Il existe deux réponses au problème. Soit les générations plus âgées cessent d’entretenir de faux espoirs pour les plus jeunes et assument un discours adapté à leurs actes : davantage de flexibilité et de concurrence, quel que soit le prix social à payer. Mettre fin à des illusions éviterait bien des désillusions. C’est la voie du social-libéralisme de la majorité actuelle [2] qui voit dans chaque jeune de milieu populaire un chauffeur de taxi Uber et au final un millionnaire en puissance, pour peu qu’il n’attende pas tout de la société. Cette majorité gagnerait à assumer plus clairement son idéologie.

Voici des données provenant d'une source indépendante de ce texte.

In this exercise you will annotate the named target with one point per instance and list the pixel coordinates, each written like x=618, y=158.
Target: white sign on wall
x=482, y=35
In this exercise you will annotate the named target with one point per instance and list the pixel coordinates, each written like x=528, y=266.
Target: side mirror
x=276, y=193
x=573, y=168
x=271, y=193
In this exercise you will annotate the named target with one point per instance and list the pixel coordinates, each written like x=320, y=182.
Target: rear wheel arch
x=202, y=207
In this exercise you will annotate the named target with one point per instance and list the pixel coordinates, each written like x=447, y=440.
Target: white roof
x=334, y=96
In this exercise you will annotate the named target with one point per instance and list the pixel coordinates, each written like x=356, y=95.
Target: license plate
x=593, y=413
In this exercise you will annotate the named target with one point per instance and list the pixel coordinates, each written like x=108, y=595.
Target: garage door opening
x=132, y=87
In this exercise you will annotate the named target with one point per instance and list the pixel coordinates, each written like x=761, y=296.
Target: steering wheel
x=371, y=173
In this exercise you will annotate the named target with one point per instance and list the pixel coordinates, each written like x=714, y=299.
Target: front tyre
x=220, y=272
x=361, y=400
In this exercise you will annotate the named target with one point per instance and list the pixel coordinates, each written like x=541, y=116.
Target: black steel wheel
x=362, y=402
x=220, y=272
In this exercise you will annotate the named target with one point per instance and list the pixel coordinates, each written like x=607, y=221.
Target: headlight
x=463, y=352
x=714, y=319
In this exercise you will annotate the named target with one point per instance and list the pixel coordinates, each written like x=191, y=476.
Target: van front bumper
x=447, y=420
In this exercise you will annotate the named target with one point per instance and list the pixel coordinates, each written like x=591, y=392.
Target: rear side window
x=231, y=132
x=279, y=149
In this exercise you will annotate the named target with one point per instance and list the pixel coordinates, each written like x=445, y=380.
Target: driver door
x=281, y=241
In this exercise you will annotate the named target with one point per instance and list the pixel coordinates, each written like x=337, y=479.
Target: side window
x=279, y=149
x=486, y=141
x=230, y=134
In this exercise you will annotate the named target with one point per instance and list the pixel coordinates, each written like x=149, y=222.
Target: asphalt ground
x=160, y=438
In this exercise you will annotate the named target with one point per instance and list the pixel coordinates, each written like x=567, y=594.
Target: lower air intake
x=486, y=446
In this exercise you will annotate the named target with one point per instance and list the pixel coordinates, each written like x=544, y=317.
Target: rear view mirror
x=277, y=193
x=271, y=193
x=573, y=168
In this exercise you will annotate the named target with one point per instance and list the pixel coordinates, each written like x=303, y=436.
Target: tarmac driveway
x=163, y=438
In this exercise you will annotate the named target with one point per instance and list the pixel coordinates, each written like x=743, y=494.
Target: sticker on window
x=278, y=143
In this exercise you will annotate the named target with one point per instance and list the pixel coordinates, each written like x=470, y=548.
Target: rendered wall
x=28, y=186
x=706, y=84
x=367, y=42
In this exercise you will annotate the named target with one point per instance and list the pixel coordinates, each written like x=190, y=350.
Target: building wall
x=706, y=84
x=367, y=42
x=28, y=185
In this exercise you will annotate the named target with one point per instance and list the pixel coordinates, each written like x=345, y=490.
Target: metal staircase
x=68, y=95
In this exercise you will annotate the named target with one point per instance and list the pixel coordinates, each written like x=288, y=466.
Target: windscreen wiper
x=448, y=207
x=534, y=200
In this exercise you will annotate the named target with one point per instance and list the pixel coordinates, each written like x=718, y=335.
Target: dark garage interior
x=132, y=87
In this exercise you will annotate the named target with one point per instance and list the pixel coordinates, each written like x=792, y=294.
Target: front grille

Soit les générations au pouvoir croient encore au progrès social, à la solidarité et à la lutte contre les inégalités et mettent en place des politiques sociales qui répondent aux besoins concrets des jeunes et, au-delà, de l’ensemble de la population. De la réforme des minima sociaux à celle de l’enseignement, en passant par le logement, la santé, la culture ou les loisirs, les pistes à suivre sont nombreuses [3]. Mais elles nécessitent d’autres valeurs et une autre forme de courage politique que celles qui nous gouvernent pour affronter le pouvoir des groupes sociaux dominants et réduire les écarts entre milieux sociaux, des jeunes comme des autres.

Louis Maurin


[1Entretien avec Anne-Marie Métailié, repris in Pierre Bourdieu, Questions de sociologie, éd. de Minuit, 1984.

[2En fait, ce n’est pas très nouveau, c’était déjà la solution préconisée par le Premier ministre Raymond Barre en 1978.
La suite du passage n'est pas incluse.